Он вдруг задумался. – Как раз перед уходом я начал говорить об Иране. Вы, должно быть, поэтому и поспешили увести меня?
– Сейчас не помню, – сказала она. – Но, вероятно, поэтому.
– Может быть, мне следует принести вам свою благодарность? – едко сказал он.
– О, не трудитесь, – улыбнулась она. – А этих американцев приходится принимать такими, какие они есть. Пусть их, а вы позабудьте обо всей этой истории.
– Ничего другого мне и не остается, – сказал
Кэтрин отодвинула кресло, оно стояло слишком близко к электрической печке. Она ждала, когда Мак-Грегор взглянет на нее, но он смотрел куда-то прямо перед собой.
– Вы в самом деле собираетесь возвращаться в Лондон? – спросила она.
– А кто вам об этом сказал?
– Тут все обо всех всё знают, – сказала Кэтрин.
– Вероятно, Асквит?
– Да, мне сказал Джон. Так, значит, вы уезжаете?
– Если удастся. – Он завязал галстук.
– Но почему? – спросила она.
– Эта работа не по мне, – сказал он. – И будет глупо, если я останусь.
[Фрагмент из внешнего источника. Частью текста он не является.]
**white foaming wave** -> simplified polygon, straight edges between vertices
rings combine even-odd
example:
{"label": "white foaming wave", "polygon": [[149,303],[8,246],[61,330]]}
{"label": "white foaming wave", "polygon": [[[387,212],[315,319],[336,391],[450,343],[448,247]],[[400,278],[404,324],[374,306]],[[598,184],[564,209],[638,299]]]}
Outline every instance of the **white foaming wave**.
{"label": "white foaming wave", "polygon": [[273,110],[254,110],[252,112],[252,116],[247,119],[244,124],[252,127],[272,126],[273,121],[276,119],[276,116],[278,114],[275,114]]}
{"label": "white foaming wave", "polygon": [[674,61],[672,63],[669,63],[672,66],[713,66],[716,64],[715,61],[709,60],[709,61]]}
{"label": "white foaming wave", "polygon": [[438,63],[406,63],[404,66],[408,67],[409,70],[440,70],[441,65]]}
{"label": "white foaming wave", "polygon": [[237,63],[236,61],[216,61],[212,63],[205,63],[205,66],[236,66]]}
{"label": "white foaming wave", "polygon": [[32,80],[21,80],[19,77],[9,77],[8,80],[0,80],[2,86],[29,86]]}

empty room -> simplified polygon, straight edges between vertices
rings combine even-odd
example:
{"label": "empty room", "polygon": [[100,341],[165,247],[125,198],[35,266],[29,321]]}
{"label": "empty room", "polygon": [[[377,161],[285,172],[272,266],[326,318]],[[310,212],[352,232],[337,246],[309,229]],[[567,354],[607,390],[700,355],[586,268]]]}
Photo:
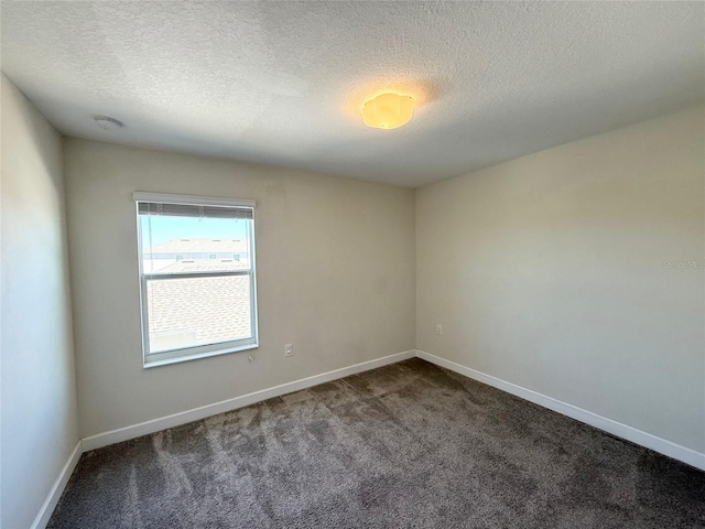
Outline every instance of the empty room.
{"label": "empty room", "polygon": [[0,526],[705,528],[705,3],[0,2]]}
– Нашли время удирать, – сказала она. – Если вы так заботитесь о вашем Иране, Мак-Грегор, так вот вам случай принести ему пользу. Зачем отказываться от такой с возможности?
– Тут я ничем не могу быть полезен.
– Ну, в это вы и сами не верите, – сказала она. – Ведь вы же умный человек! Это сразу по вашим волосам видно. Очень легко и просто фыркать на такую работу только потому, что вы не согласны с ее целями.
– Я хочу понимать, что я делаю, – возразил он. – А понять эту дипломатическую стряпню невозможно. В ней нет твердых законов и правил, и дипломаты подходят к проблемам вроде иранской с предвзятым мнением. Факты здесь роли не играют.
– Сколько презрения!
– Сколько накопилось.
– Всякая дипломатическая деятельность – жонглирование миром, – сказала она, – но при этом иногда принимаются и важные решения, Мак-Грегор. И среди них бывают неплохие решения.
– Я не хочу в них участвовать, – сказал он.
– А почему? Не судите о дипломатии по некоторым ее представителям, которые вам начинают не нравиться. Просто бывают плохие дипломаты, как бывают плохие ученые.
– Плохие ученые не делают карьеры, – сказал он.
– Представьте себе, что такова судьба и плохих дипломатов.
– Не представляю.
– Не все знаменитые дипломаты хороши. Я не это хочу сказать. Она встала и оправила свои лыжные штаны таким движением, каким женщины оправляют юбку. – Есть, конечно, и очень бездарные дипломаты, но, как правило, большинство из них люди разумные, образованные и честные, каким бы жульничеством они ни занимались.
Он покачал головой. – Нет уж, по-моему, лучше держаться от них подальше.
– Не торопитесь с вашими мрачными выводами, – сказала она. – Пробуйте иногда плыть по течению. Это замечательное чувство, оно вам понравится, а тогда вы и к своей работе будете относиться совсем по-другому. Повремените, еще успеете принять решение.
Он надел пиджак. – Я и так слишком долго раздумывал.
– Вовсе нет, – сказала она. – Что значат для вас еще несколько недель? Побудьте здесь и понаблюдайте за событиями, а если вам не понравится то, что здесь происходит, скажите об этом Эссексу. Он не обидится.